The team’s coach, Orlando Gooden, said that he was having a discussion with the team about the protests during practice.
“One of the kids brought it up and asked, ‘What’s going on in St. Louis? Why are they demonstrating and rioting?'” Gooden told the Belleville News-Democrat. “He’s just an 8-year-old baby and he’s asking me why they are doing it. I felt it was a teaching opportunity. As a coach and adult, it’s your role to protect those that are weaker and to enlighten them when you can.”
One of the kids told Gooden: “Because black people are getting killed and nobody’s going to jail,” Fox 2 St.

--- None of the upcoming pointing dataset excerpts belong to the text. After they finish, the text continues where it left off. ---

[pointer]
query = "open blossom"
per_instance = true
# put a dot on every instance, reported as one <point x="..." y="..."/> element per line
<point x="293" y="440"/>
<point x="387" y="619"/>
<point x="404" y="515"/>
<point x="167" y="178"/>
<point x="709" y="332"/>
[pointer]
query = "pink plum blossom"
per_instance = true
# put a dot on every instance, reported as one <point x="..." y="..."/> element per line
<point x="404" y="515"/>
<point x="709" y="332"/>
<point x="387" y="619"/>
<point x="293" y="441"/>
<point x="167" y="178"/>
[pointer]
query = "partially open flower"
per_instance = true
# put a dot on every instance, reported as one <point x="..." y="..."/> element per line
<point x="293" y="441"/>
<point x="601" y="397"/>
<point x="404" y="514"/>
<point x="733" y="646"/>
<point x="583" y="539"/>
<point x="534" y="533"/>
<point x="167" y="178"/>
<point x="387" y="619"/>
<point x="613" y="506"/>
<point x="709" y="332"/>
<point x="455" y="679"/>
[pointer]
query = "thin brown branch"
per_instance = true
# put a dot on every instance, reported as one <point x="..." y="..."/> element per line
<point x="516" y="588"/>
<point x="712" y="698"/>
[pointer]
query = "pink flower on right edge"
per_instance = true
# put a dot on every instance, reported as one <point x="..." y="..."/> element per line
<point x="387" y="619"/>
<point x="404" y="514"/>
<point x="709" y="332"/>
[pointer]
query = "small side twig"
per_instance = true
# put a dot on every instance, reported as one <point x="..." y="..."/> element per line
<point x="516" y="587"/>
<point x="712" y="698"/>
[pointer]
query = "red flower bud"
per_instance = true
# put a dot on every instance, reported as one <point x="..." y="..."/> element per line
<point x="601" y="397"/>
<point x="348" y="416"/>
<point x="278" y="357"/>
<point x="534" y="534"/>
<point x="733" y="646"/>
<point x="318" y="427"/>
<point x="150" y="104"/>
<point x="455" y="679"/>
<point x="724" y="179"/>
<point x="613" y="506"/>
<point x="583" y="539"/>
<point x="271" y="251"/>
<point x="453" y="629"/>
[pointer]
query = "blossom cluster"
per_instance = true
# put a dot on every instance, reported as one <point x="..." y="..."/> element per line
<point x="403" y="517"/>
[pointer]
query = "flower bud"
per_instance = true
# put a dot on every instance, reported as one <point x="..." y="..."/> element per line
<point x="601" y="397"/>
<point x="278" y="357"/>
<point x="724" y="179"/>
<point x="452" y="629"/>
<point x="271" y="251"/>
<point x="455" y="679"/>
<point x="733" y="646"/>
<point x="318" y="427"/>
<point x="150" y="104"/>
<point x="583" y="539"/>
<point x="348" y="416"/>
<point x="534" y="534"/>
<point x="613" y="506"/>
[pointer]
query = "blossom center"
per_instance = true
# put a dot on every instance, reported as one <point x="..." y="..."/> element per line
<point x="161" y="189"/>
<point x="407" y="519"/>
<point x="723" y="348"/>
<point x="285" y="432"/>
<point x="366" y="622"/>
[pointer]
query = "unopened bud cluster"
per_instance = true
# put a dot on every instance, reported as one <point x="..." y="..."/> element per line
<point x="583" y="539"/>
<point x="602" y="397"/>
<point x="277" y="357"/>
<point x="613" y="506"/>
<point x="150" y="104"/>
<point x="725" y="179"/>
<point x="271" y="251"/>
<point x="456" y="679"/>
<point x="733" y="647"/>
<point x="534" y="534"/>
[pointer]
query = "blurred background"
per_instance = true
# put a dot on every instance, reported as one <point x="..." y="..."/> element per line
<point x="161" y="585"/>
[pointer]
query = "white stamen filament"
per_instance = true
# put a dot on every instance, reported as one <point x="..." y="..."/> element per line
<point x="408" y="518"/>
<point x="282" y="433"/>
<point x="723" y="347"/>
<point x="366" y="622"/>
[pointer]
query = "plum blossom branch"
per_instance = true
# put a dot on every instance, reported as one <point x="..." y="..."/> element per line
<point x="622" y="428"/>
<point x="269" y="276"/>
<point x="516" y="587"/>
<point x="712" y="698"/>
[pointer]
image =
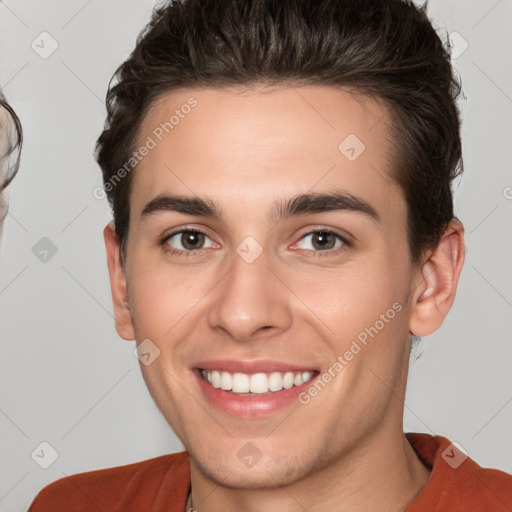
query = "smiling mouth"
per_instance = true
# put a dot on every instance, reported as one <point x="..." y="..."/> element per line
<point x="255" y="383"/>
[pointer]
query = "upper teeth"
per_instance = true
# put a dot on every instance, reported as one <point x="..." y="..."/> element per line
<point x="256" y="382"/>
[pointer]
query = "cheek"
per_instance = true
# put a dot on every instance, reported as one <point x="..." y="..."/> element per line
<point x="162" y="297"/>
<point x="352" y="298"/>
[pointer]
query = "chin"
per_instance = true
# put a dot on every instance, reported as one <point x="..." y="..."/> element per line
<point x="266" y="472"/>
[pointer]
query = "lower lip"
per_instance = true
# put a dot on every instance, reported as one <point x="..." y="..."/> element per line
<point x="253" y="405"/>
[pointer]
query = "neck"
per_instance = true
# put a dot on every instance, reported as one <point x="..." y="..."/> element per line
<point x="383" y="474"/>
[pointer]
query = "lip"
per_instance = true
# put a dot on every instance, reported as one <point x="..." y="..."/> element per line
<point x="254" y="366"/>
<point x="247" y="405"/>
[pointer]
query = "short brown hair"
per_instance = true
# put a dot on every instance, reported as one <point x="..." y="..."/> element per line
<point x="387" y="49"/>
<point x="11" y="140"/>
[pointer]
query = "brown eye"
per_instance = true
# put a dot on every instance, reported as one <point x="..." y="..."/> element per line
<point x="321" y="241"/>
<point x="188" y="240"/>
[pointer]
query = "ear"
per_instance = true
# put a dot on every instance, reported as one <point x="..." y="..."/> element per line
<point x="122" y="316"/>
<point x="437" y="281"/>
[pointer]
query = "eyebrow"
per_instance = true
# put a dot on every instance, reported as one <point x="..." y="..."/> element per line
<point x="302" y="204"/>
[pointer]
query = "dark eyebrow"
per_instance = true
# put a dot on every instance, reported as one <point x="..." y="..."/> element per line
<point x="302" y="204"/>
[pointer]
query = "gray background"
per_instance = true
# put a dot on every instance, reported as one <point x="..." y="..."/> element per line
<point x="66" y="377"/>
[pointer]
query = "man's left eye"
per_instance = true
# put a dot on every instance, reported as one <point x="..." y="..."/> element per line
<point x="321" y="241"/>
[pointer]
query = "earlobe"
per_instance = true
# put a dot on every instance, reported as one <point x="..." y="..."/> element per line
<point x="122" y="315"/>
<point x="435" y="289"/>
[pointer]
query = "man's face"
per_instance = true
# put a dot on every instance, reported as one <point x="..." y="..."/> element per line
<point x="260" y="293"/>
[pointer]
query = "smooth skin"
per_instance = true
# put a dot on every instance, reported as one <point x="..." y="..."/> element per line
<point x="299" y="301"/>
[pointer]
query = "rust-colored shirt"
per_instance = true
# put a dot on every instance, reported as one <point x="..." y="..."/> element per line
<point x="456" y="483"/>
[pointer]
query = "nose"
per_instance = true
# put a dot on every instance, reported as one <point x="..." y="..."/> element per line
<point x="250" y="300"/>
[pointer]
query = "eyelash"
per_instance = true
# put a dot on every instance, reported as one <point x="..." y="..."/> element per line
<point x="198" y="252"/>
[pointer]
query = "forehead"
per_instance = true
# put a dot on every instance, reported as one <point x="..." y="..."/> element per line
<point x="249" y="144"/>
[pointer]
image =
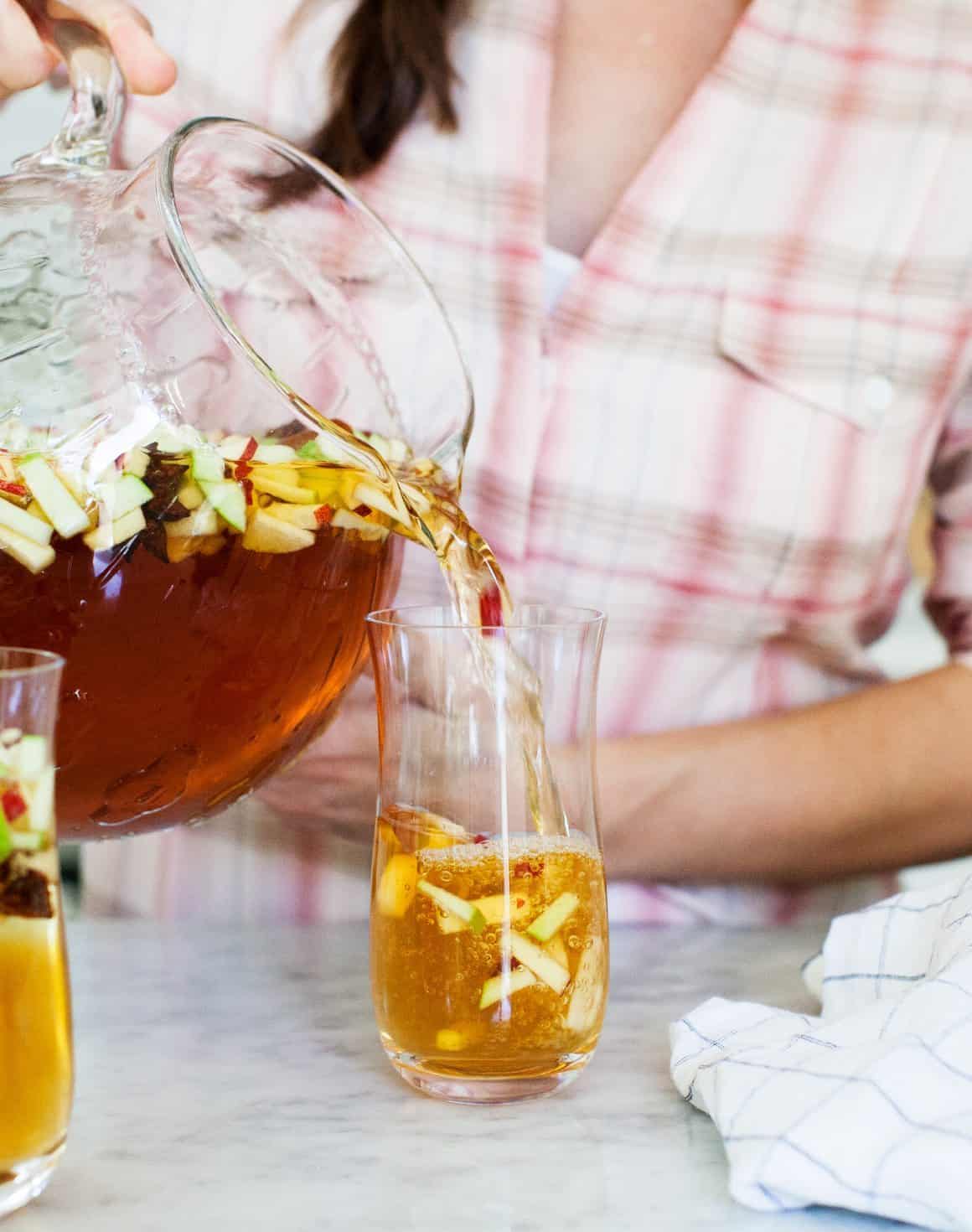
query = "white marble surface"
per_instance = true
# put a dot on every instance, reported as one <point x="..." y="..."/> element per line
<point x="235" y="1080"/>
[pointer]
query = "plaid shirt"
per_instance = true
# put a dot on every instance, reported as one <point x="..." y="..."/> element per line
<point x="722" y="432"/>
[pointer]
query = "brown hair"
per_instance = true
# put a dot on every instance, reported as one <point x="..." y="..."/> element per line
<point x="390" y="60"/>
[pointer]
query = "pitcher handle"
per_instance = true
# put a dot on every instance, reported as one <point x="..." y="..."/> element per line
<point x="97" y="100"/>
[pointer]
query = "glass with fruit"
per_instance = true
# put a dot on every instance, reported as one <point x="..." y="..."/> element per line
<point x="488" y="920"/>
<point x="34" y="1006"/>
<point x="222" y="385"/>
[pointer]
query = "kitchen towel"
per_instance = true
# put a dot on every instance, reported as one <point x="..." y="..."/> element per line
<point x="869" y="1105"/>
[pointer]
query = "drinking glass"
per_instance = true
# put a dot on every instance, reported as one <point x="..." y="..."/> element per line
<point x="488" y="920"/>
<point x="34" y="1007"/>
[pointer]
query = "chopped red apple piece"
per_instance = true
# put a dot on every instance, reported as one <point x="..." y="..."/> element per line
<point x="494" y="912"/>
<point x="504" y="985"/>
<point x="544" y="967"/>
<point x="23" y="523"/>
<point x="557" y="950"/>
<point x="589" y="988"/>
<point x="111" y="534"/>
<point x="349" y="521"/>
<point x="67" y="516"/>
<point x="228" y="500"/>
<point x="397" y="886"/>
<point x="31" y="555"/>
<point x="274" y="453"/>
<point x="453" y="906"/>
<point x="550" y="922"/>
<point x="207" y="463"/>
<point x="266" y="534"/>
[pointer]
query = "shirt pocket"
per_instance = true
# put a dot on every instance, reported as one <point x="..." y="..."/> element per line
<point x="850" y="396"/>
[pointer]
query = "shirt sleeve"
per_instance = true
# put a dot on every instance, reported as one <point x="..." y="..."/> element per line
<point x="949" y="599"/>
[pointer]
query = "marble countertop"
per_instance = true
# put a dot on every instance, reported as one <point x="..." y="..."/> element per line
<point x="233" y="1079"/>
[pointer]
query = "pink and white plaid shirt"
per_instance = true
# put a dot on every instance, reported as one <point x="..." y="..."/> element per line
<point x="721" y="434"/>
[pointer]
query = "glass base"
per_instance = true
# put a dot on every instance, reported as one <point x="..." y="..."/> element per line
<point x="432" y="1078"/>
<point x="28" y="1180"/>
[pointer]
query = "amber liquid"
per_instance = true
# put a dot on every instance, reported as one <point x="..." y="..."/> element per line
<point x="36" y="1072"/>
<point x="427" y="982"/>
<point x="189" y="681"/>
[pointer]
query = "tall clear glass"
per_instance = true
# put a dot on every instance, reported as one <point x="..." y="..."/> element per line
<point x="36" y="1069"/>
<point x="488" y="923"/>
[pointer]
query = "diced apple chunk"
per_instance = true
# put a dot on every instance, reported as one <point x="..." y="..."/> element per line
<point x="309" y="518"/>
<point x="23" y="523"/>
<point x="67" y="516"/>
<point x="350" y="521"/>
<point x="397" y="886"/>
<point x="493" y="908"/>
<point x="542" y="965"/>
<point x="111" y="534"/>
<point x="550" y="922"/>
<point x="499" y="987"/>
<point x="228" y="500"/>
<point x="266" y="534"/>
<point x="589" y="988"/>
<point x="455" y="906"/>
<point x="283" y="489"/>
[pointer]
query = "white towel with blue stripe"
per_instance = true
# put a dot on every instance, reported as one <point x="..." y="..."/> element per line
<point x="869" y="1105"/>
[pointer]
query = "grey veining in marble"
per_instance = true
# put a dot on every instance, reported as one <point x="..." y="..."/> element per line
<point x="233" y="1080"/>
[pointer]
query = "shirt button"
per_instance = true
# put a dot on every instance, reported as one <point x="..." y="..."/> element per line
<point x="878" y="392"/>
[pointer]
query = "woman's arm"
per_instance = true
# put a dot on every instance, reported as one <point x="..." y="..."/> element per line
<point x="874" y="781"/>
<point x="28" y="57"/>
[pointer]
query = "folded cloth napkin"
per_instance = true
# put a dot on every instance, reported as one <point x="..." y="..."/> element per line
<point x="867" y="1106"/>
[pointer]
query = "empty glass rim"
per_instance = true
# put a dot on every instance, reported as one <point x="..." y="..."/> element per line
<point x="529" y="616"/>
<point x="34" y="663"/>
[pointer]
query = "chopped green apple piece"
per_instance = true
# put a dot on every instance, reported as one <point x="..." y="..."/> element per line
<point x="190" y="495"/>
<point x="350" y="521"/>
<point x="65" y="514"/>
<point x="499" y="987"/>
<point x="266" y="534"/>
<point x="123" y="495"/>
<point x="453" y="906"/>
<point x="397" y="886"/>
<point x="32" y="755"/>
<point x="207" y="463"/>
<point x="31" y="555"/>
<point x="542" y="965"/>
<point x="494" y="912"/>
<point x="111" y="534"/>
<point x="201" y="521"/>
<point x="589" y="988"/>
<point x="136" y="462"/>
<point x="23" y="523"/>
<point x="235" y="448"/>
<point x="42" y="801"/>
<point x="550" y="922"/>
<point x="274" y="455"/>
<point x="228" y="500"/>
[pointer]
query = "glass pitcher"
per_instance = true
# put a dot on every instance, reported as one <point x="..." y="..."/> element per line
<point x="211" y="366"/>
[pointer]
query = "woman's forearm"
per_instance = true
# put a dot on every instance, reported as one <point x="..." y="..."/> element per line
<point x="874" y="781"/>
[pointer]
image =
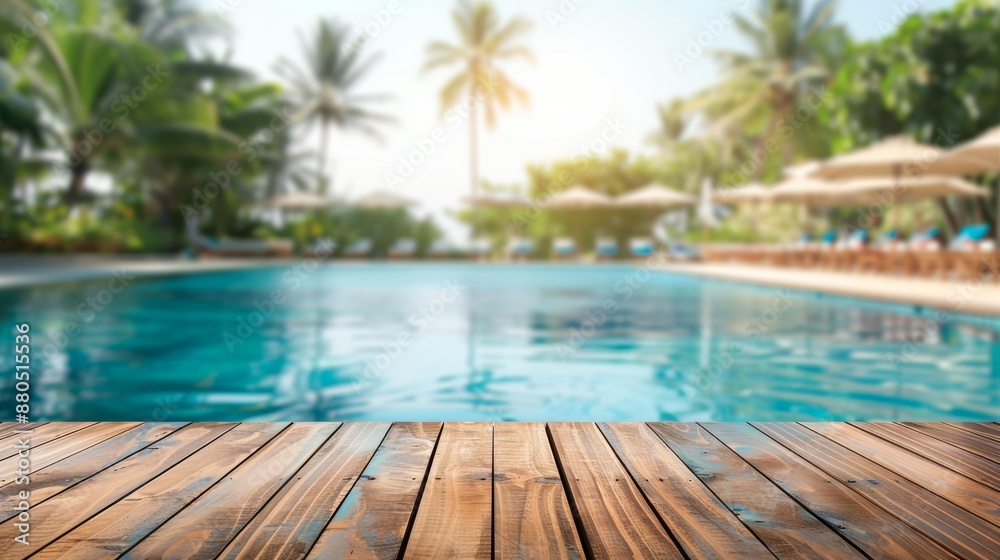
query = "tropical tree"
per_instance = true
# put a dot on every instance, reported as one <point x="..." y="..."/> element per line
<point x="324" y="89"/>
<point x="792" y="51"/>
<point x="484" y="42"/>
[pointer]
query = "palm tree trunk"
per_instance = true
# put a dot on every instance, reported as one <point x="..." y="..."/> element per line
<point x="473" y="149"/>
<point x="324" y="134"/>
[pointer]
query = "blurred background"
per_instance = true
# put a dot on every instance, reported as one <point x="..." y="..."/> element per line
<point x="120" y="120"/>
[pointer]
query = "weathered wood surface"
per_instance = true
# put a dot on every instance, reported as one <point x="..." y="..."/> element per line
<point x="506" y="490"/>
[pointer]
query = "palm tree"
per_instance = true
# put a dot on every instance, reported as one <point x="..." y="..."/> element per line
<point x="792" y="50"/>
<point x="484" y="42"/>
<point x="324" y="89"/>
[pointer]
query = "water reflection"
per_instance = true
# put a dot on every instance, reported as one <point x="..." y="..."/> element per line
<point x="519" y="343"/>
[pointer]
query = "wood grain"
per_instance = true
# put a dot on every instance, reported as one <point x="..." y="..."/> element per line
<point x="788" y="529"/>
<point x="531" y="515"/>
<point x="454" y="519"/>
<point x="114" y="530"/>
<point x="373" y="518"/>
<point x="231" y="503"/>
<point x="60" y="514"/>
<point x="57" y="477"/>
<point x="613" y="513"/>
<point x="958" y="530"/>
<point x="959" y="460"/>
<point x="289" y="524"/>
<point x="871" y="528"/>
<point x="701" y="524"/>
<point x="975" y="443"/>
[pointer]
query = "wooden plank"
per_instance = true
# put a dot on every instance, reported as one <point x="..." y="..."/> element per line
<point x="964" y="492"/>
<point x="615" y="520"/>
<point x="63" y="447"/>
<point x="701" y="524"/>
<point x="206" y="525"/>
<point x="57" y="477"/>
<point x="455" y="515"/>
<point x="9" y="430"/>
<point x="959" y="460"/>
<point x="873" y="530"/>
<point x="788" y="529"/>
<point x="531" y="515"/>
<point x="43" y="435"/>
<point x="974" y="443"/>
<point x="115" y="529"/>
<point x="68" y="509"/>
<point x="958" y="530"/>
<point x="290" y="523"/>
<point x="372" y="521"/>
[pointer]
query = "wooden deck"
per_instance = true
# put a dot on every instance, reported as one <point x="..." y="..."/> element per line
<point x="480" y="490"/>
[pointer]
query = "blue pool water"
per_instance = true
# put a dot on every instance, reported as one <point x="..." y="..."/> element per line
<point x="490" y="342"/>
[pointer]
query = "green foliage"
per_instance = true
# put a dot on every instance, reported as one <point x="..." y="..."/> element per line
<point x="935" y="75"/>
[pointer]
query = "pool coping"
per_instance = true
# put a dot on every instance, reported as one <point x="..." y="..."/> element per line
<point x="965" y="297"/>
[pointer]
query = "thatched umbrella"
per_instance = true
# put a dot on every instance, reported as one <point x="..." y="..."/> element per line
<point x="979" y="156"/>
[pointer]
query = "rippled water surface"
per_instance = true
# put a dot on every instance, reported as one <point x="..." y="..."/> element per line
<point x="491" y="342"/>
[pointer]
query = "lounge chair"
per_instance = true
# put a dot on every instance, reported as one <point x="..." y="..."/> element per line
<point x="606" y="248"/>
<point x="403" y="249"/>
<point x="520" y="248"/>
<point x="972" y="253"/>
<point x="563" y="248"/>
<point x="321" y="249"/>
<point x="641" y="247"/>
<point x="207" y="246"/>
<point x="359" y="249"/>
<point x="481" y="249"/>
<point x="439" y="249"/>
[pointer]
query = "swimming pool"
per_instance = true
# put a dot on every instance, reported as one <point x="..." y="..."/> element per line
<point x="490" y="342"/>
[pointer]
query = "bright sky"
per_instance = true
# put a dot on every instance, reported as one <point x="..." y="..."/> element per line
<point x="602" y="66"/>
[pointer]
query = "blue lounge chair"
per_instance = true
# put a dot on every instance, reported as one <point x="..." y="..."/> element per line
<point x="606" y="248"/>
<point x="439" y="249"/>
<point x="481" y="248"/>
<point x="564" y="248"/>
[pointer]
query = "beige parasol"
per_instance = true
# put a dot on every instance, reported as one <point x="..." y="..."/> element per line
<point x="655" y="195"/>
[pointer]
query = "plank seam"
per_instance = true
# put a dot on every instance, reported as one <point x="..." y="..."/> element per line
<point x="588" y="550"/>
<point x="795" y="499"/>
<point x="858" y="492"/>
<point x="420" y="494"/>
<point x="112" y="504"/>
<point x="193" y="500"/>
<point x="355" y="483"/>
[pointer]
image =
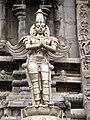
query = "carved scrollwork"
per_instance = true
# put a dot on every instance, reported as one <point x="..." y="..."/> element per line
<point x="83" y="11"/>
<point x="84" y="28"/>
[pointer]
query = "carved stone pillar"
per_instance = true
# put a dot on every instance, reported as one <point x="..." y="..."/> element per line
<point x="57" y="16"/>
<point x="83" y="30"/>
<point x="2" y="20"/>
<point x="20" y="13"/>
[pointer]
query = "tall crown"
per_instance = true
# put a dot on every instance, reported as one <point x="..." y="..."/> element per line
<point x="39" y="16"/>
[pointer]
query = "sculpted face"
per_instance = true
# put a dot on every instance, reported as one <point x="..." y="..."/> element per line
<point x="40" y="27"/>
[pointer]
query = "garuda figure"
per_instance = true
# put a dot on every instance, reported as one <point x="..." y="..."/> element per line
<point x="39" y="45"/>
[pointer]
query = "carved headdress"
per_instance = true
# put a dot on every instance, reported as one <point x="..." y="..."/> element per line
<point x="19" y="51"/>
<point x="39" y="16"/>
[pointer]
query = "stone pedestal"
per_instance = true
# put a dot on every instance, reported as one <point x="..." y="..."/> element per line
<point x="41" y="112"/>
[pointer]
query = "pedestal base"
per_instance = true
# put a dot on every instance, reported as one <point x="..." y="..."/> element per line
<point x="41" y="112"/>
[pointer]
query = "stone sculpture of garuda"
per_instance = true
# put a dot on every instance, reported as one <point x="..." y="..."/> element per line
<point x="38" y="46"/>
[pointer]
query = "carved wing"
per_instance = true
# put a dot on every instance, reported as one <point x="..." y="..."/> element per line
<point x="62" y="49"/>
<point x="17" y="51"/>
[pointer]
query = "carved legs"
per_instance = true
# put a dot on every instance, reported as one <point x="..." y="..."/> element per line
<point x="39" y="77"/>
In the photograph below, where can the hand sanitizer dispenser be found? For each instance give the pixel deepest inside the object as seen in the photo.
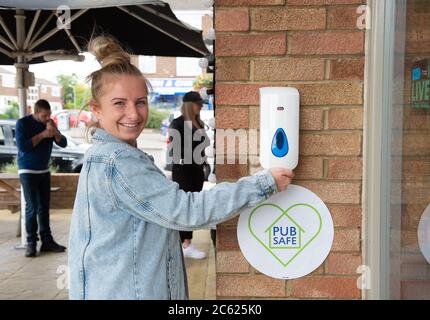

Louis reported.
The discussion led to the topic of professional football player Colin Kaepernick and how he knelt during the national anthem last year to protest racial injustice.
One of the kids asked if it was okay to kneel during the national anthem, to which Gooden replied: “What I teach my kids is love, integrity, honesty, fairness and respect for their boundaries.”
All of the parents on the team supported the decision for the kids to take a knee during the national anthem.
“As long as I have support of my parents and team, I’m perfectly fine, and I’m covered under the First Amendment to peacefully protest and assemble,” Gooden said.
“I told them kneeling is a show of respect, not for those who broke boundaries — I support only peaceful protest — but for the innocent lives that have been touched by injustice,” Gooden said.